Plaintiff also alleges a claim for violation of due process under the Fifth Amendment. Defendant correctly states that the Due Process Clause of the Fifth Amendment applies to federal government action. Warren v. Gov't Nat'l Mortg. Ass'n, 611 F.2d 1229, 1232 (8th Cir. 1980). Because Plaintiff's claims are against local government officials, he may not sustain a Fifth Amendment due process action. Hess v. Ables, 714 F.3d 1048, 1053 (8th Cir. 2013) (finding a claim under the Fifth Amendment Due Process Clause unsustainable against non-federal government defendants). Thus, Defendants are entitled to summary judgment on this claim.

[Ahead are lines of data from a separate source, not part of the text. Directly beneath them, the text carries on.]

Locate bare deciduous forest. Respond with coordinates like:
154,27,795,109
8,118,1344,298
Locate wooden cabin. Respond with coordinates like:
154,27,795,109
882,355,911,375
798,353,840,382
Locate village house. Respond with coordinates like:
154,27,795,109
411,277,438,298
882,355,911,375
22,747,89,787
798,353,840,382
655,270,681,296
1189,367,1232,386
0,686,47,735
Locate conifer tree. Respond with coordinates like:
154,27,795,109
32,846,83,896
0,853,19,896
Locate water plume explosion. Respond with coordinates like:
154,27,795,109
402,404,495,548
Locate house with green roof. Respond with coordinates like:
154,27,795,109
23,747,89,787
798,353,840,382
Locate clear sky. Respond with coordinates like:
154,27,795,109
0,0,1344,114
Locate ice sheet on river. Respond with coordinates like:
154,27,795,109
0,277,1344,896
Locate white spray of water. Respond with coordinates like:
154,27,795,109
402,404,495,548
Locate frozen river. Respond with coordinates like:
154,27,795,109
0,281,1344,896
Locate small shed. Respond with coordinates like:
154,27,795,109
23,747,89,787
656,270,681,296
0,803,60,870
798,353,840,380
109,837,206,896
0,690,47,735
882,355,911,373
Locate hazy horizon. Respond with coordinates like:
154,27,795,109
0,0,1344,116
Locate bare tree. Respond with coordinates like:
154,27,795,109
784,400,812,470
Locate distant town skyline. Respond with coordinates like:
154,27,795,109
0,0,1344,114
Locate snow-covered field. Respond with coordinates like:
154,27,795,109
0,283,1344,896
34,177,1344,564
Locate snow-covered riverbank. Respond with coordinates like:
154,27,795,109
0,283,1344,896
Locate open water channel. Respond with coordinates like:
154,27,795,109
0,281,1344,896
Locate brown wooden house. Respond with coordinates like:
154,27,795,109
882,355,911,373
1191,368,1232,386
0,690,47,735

III. Violation of Missouri Sunshine Law, Mo. Rev. Stat. § 610

Finally, Plaintiff raises a claim for a violation of the Missouri Sunshine law, arguing that Defendants refused to provide him with requested documents. Defendants maintain that Plaintiff has failed to allege a claim, thus warranting dismissal. The Court declines to exercise supplemental jurisdiction over this state claim, as Plaintiff has issues that must be litigated in state court. Thus, the Court will dismiss this claim without prejudice.

IV. Plaintiff's Motion for Summary Judgment

Because the Court finds that summary judgment in favor of Defendants on the substantive due process and Fifth Amendment due process claims, as well as dismissal of the remaining claims, is appropriate in this case, little discussion regarding Plaintiff's summary judgment motion is warranted. However, as stated above, while Plaintiff Lamartina contends that he has demonstrated that Defendants violated his substantive and procedural due process rights, the Court finds that Plaintiff has not shown that the Defendants' behavior shocked the conscience or that Defendants denied Plaintiff the ability to have his claim reviewed. Flowers, 478 F.3d at 873; Wax'n Works, 213 F.3d at 1019. Instead, Plaintiff had adequate state court remedies yet failed to exhaust those remedies, rendering his claims not ripe for federal review. Wax'n Works, 213 F.3d at 1019. Finally, Plaintiff has failed to show that he is entitled to summary judgment on his federal takings claims because he has not obtained a final decision from the City, nor has he filed an appropriate inverse condemnation action in state court. Wintercreek Apartments, 682 F.Supp. at 993. Likewise, his state takings claim fails, as Plaintiff should have brought this claim in state court before filing a federal action. CJS Cornrnc'ns, 177 S.W.3d 848 at 850-51; Owens v. City of St. Louis, No. 4:03CV52 RWS, 2005 WL 2033425, at *6 (E.D. Mo. Aug. 18, 2005). Therefore, the Court finds the Plaintiff Lamartina is not entitled to summary judgment on his Complaint.

Accordingly,

IT IS HEREBY ORDERED that Defendants' Motion for Summary Judgment (ECF No. 26) is GRANTED as to the substantive due process and Fifth Amendment due process claims contained in Count I.

IT IS FURTHER ORDERED that Plaintiff's claims for a violation of procedural due process in Count I, violation of the Fifth Amendment takings clause in Count II, violation of Article I, § 26 of the Missouri Constitution takings clause in Count III, and violation of the Missouri Sunshine Law, Mo. Rev. Stat. § 610 in Count IV, are DISMISSED without prejudice.

IT IS FINALLY ORDERED that Plaintiff's Motion for Summary Judgment (ECF No. 29) is DENIED.